In the remainder of the book, McLaren and Agyerman expand the analysis from economistic considerations to engage broader issues of political, cultural, and social equity. The case-study cities are Copenhagen, Medillin, and Amsterdam. In these chapters, the authors raise issues of the public domain and what French social philosopher Henri Lefebvre terms 'the right to the city', the authority of local residents to determine who and what the spaces in which they live and circulate are for. In the political sphere, McLaren and Agyerman take note of the central role urban spaces have historically played in fostering political movements and change. Political movements have increasingly come to rely on the networked public sphere of cyberspace even as the physical environment has become more and more privatized and subject to restrictions on physical access (a trend momentarily challenged by the various iterations of the Occupy movement). On a more general social level, they investigate the city as a collective commons, an ideal space for a true 'sharing paradigm' to be enacted. A good part of this section is devoted to responding to conventional objections against the value of sharing in the 'real world'.

Sharing Cities appears to be geared toward policymakers, researchers, and other wonkish types. It surveys a broad swath, across many disciplines, of the literature on sharing, copiously annotated. As a result, it can be difficult to trace how some of the narrative contributes to the overall argument, outside of demonstrating that the authors have done their homework.

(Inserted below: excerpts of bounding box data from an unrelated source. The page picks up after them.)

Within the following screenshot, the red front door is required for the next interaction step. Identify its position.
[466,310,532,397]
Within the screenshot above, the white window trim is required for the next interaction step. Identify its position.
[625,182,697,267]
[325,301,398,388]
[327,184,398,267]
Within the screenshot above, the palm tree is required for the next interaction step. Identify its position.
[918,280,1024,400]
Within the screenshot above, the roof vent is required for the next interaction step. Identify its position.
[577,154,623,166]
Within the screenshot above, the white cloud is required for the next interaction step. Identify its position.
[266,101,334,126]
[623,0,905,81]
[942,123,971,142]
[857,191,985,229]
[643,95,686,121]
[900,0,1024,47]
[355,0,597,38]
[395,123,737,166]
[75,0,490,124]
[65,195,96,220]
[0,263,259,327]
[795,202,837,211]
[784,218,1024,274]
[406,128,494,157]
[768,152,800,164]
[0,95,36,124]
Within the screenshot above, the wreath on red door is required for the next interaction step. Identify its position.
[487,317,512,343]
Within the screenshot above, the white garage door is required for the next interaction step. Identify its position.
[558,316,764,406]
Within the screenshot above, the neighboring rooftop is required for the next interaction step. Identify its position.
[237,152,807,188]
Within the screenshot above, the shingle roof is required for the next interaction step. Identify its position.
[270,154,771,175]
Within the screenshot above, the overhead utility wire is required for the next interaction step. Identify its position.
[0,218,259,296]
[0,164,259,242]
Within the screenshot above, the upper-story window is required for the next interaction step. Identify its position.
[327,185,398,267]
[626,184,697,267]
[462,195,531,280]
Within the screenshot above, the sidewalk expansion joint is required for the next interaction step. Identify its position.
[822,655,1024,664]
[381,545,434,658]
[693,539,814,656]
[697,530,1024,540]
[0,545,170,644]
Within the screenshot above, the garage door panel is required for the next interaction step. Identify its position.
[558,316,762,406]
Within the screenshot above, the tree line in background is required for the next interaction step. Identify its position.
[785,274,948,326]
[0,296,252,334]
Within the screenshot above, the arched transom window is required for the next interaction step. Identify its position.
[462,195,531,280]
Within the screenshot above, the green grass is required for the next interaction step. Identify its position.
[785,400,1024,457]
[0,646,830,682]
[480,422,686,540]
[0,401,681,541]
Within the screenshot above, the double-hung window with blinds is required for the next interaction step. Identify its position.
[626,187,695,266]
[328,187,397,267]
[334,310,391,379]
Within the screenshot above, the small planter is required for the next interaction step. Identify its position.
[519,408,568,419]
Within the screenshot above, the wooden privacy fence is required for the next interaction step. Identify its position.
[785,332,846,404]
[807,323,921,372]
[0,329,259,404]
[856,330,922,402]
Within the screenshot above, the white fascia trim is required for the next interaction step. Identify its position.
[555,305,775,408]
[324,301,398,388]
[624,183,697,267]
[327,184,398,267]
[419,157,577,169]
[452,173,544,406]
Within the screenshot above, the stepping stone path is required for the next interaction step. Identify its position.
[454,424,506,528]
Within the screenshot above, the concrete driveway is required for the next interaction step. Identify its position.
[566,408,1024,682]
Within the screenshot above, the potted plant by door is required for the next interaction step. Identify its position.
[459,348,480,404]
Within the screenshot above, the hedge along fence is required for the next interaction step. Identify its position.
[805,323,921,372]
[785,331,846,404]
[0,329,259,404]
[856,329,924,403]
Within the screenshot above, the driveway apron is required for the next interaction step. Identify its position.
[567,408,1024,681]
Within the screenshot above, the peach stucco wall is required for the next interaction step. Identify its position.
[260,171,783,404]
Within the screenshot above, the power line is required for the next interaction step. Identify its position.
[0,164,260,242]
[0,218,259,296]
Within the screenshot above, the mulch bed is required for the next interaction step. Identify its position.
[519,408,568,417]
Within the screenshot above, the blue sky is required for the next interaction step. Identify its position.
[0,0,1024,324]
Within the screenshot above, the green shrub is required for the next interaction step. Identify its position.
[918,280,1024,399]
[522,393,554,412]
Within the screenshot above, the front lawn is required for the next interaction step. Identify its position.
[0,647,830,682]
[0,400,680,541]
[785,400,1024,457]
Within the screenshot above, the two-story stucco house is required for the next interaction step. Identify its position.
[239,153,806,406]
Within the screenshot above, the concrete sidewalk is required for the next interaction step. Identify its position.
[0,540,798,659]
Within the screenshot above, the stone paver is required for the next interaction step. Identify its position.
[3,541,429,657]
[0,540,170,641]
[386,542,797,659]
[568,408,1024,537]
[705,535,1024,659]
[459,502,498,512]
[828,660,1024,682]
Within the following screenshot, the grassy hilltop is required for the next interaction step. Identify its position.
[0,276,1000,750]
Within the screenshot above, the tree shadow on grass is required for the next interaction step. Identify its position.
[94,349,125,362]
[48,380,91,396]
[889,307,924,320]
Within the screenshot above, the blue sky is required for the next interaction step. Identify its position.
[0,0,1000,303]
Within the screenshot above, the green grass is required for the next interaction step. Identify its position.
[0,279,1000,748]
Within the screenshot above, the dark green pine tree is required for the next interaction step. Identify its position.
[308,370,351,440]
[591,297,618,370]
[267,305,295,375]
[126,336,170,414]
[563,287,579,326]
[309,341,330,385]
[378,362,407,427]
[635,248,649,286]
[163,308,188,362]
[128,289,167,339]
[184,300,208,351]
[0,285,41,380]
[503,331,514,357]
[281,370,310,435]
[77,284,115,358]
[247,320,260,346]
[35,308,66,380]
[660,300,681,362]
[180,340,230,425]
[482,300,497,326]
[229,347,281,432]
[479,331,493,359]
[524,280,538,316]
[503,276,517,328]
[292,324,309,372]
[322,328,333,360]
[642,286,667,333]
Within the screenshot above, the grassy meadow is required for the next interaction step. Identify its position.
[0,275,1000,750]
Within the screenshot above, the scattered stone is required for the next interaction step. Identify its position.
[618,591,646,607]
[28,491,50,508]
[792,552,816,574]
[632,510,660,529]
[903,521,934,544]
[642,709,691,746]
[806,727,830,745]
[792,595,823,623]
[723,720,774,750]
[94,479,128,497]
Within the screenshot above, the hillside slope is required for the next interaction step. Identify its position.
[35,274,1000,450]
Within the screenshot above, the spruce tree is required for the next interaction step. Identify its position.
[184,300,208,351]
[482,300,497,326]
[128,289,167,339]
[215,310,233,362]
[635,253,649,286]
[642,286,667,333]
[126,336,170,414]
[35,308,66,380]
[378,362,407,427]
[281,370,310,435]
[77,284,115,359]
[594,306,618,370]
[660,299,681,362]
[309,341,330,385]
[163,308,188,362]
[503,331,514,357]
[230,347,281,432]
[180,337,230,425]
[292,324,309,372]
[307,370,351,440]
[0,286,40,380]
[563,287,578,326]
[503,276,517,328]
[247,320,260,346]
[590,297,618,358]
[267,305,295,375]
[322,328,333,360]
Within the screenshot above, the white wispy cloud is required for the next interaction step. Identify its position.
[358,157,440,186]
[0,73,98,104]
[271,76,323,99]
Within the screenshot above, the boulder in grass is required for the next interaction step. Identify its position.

A thread that runs throughout the book relates to what McLaren and Agyerman term the 'cultural hegemony of consumerism', an impediment to realizing a true sharing paradigm and a quandary that extends to so-called ethical consumption, as well. Taking a cue from French sociologist Pierre Bourdieu, the authors point to the cultural construction of consumerism as a form of domination based on the distinguishing characteristics of taste, which have a class bias, and an individual's ability to buy. And however well-intentioned, ethical consumption, which tends to operate on the model of first-world consumption of third-world production, can actually perpetuate inequality rather than ameliorate it.

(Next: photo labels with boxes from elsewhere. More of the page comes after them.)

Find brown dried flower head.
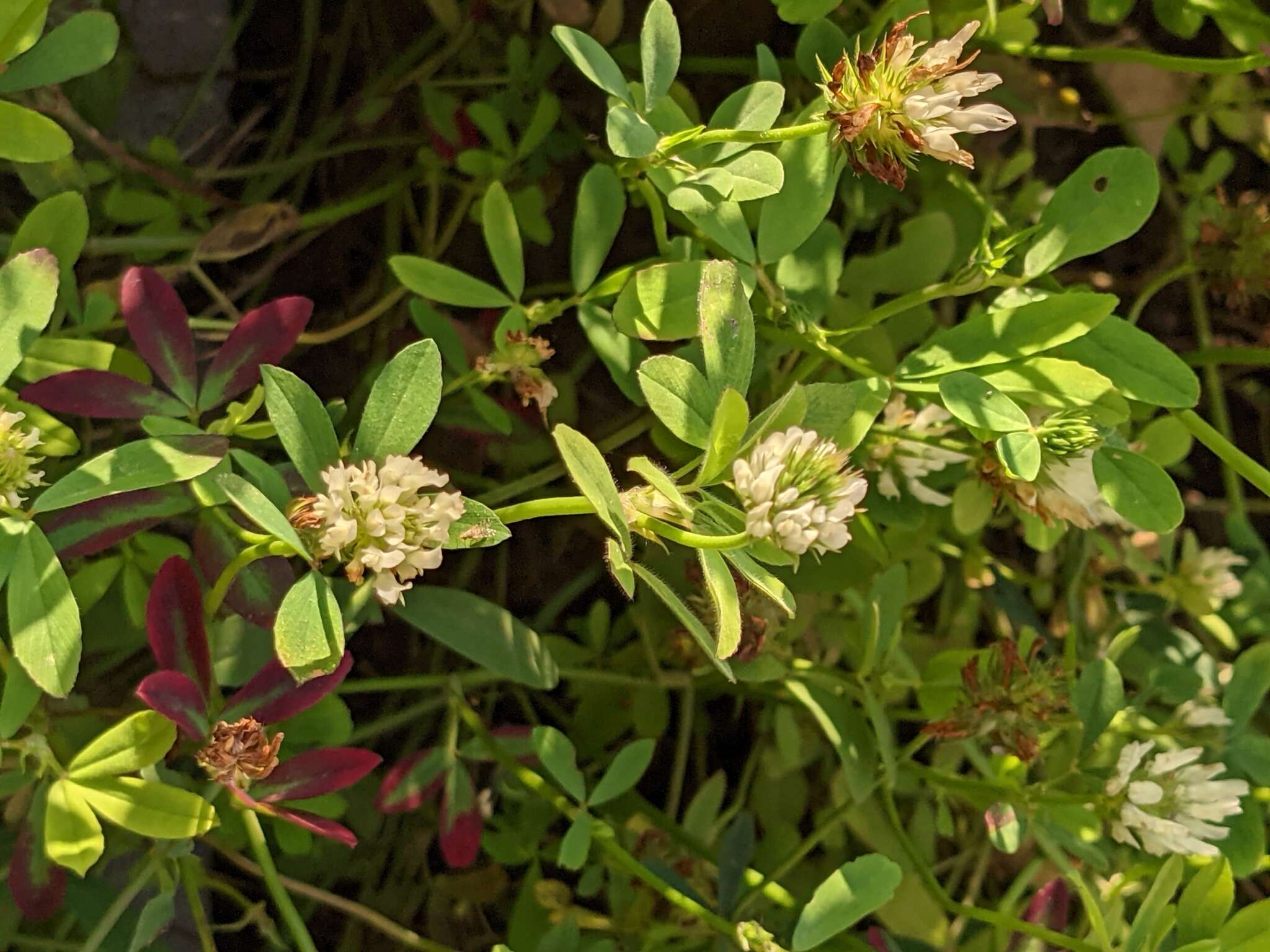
[195,717,282,790]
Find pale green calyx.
[0,410,45,509]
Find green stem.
[1178,261,1239,515]
[881,788,1099,952]
[455,692,737,941]
[733,800,857,919]
[997,43,1270,75]
[203,540,295,618]
[1126,262,1195,324]
[177,855,216,952]
[635,175,670,258]
[635,522,753,549]
[494,496,596,524]
[660,120,833,159]
[241,810,318,952]
[1172,410,1270,500]
[476,413,657,505]
[80,853,164,952]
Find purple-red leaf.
[265,806,357,849]
[221,651,353,723]
[39,485,194,558]
[375,747,448,814]
[18,369,188,420]
[441,803,484,870]
[229,786,357,849]
[1017,877,1072,941]
[120,268,198,406]
[136,671,211,740]
[146,556,212,697]
[9,822,66,922]
[198,297,314,410]
[252,747,383,803]
[194,518,296,628]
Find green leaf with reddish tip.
[0,250,57,381]
[221,651,353,723]
[39,485,194,558]
[273,571,344,682]
[135,671,211,740]
[66,711,177,781]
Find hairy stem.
[242,810,318,952]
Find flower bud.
[0,410,45,509]
[1036,410,1103,456]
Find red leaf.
[198,297,314,410]
[252,747,383,803]
[18,369,188,420]
[194,518,296,628]
[1024,877,1072,932]
[221,651,353,723]
[268,806,357,849]
[441,804,484,870]
[120,268,198,406]
[9,822,66,922]
[375,747,447,814]
[229,786,357,849]
[146,556,212,697]
[136,671,211,740]
[38,485,194,558]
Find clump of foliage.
[0,0,1270,952]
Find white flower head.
[0,410,45,509]
[1106,740,1248,855]
[1177,700,1231,728]
[820,14,1015,188]
[311,456,464,606]
[732,426,869,555]
[865,394,969,505]
[1160,532,1248,617]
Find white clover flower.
[1160,532,1248,617]
[0,410,45,509]
[982,447,1133,529]
[732,426,869,555]
[311,456,464,606]
[820,14,1015,188]
[1177,700,1232,728]
[868,394,969,505]
[1106,740,1248,855]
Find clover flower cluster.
[311,456,464,606]
[1158,532,1248,617]
[866,394,969,505]
[733,426,869,555]
[1106,740,1248,855]
[820,14,1015,189]
[0,410,45,509]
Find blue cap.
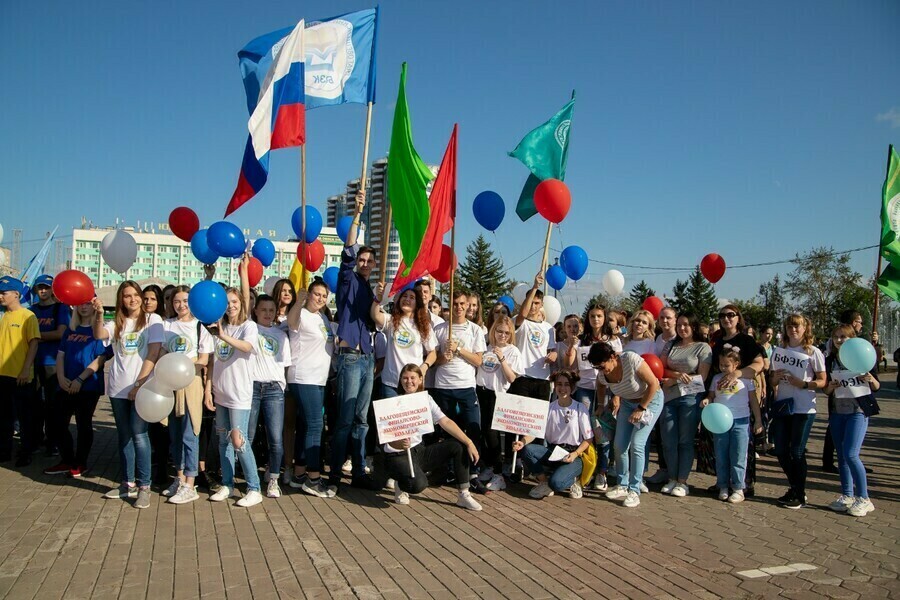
[0,275,25,294]
[31,275,53,289]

The concept of consumerism often seems to stand in for capitalism itself. (Indeed, the entry for 'Capitalism' in the index directs readers to 'Consumerism' in addition to 'Neoliberalism'.) It is only toward the end of the book that the logic of capital is directly addressed as the true barrier to sharing and sustainability, based as it is on the ever-increasing accumulation of profit to hell with all and everyone else. That demurral makes Sharing Cities seem less urgent and hence less compelling than it otherwise could have been.